Floating fog occurs every summer in Kushiro City in Japan, and the annual average of fog water pH in the past 4 years has been under 5.0. We previously reported that epidemiologically fog was the most important positive factor contributing to increased hospital visits of asthmatic patients compared with other meteorological values and air pollutants. This study aimed to investigate the mechanism of the effects of naturally-occurring acid fog on asthmatic patients.

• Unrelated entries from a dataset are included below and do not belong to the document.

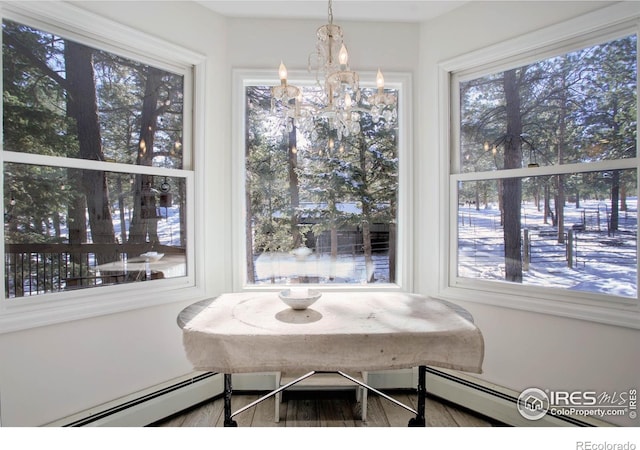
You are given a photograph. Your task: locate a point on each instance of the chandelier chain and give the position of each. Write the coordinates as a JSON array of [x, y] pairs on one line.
[[330, 12]]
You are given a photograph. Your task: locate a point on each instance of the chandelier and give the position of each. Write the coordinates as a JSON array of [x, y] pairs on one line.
[[340, 103]]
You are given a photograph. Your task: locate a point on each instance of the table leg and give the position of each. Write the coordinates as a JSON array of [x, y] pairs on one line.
[[419, 420], [228, 422]]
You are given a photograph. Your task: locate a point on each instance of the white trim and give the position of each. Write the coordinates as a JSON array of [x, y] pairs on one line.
[[72, 22], [609, 22], [68, 20], [402, 82]]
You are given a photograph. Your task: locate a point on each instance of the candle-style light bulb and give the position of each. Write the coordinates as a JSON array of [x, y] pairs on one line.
[[343, 57], [282, 71], [380, 82], [347, 101]]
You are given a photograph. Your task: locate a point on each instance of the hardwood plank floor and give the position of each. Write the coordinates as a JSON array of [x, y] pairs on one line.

We compared pulmonary functions and inflammatory mediators in induced sputum between the foggy (July 1995) and the non-foggy (May 1996) season, and assessed airway responsiveness to hypo-osmolar aerosol. Forty-four out of 118 asthmatic patients of Kushiro City residents participated, pulmonary function tests were completed in 36 patients, and sputum data were available in 26 patients in both seasons. Percent forced expiratory volume in 1 sec (FEV1) was significantly (P< 0.05) decreased, and % peak expiratory flow rate (PEFR) had a trend to decrease in the foggy season more than in the non-foggy, and sputum eosinophil cationic protein (ECP) and interleukin (IL)-8 were higher in the foggy season but not significantly. A moderate inverse correlation was revealed between sputum ECP and %PEFR in the foggy season (r= -0.55, P<0.005). Subjects were divided into two groups according to the best PEFR; one had >10% lower PEFR levels in the foggy season than in the non-foggy season (Group A, n = 7), the remainder did not (Group B, n = 19). In group A, sputum ECP was significantly increased (P< 0.01) in the foggy season, but there were no changes in IL-8 and prostaglandin D2. Ultrasonic nebulized distilled water provocation test revealed no differences between group A and B. These results suggested that eosinophilic inflammation rather than hypo-osmolar effect of fog might contribute to respiratory deterioration by inhalation of naturally-occurring acid fog.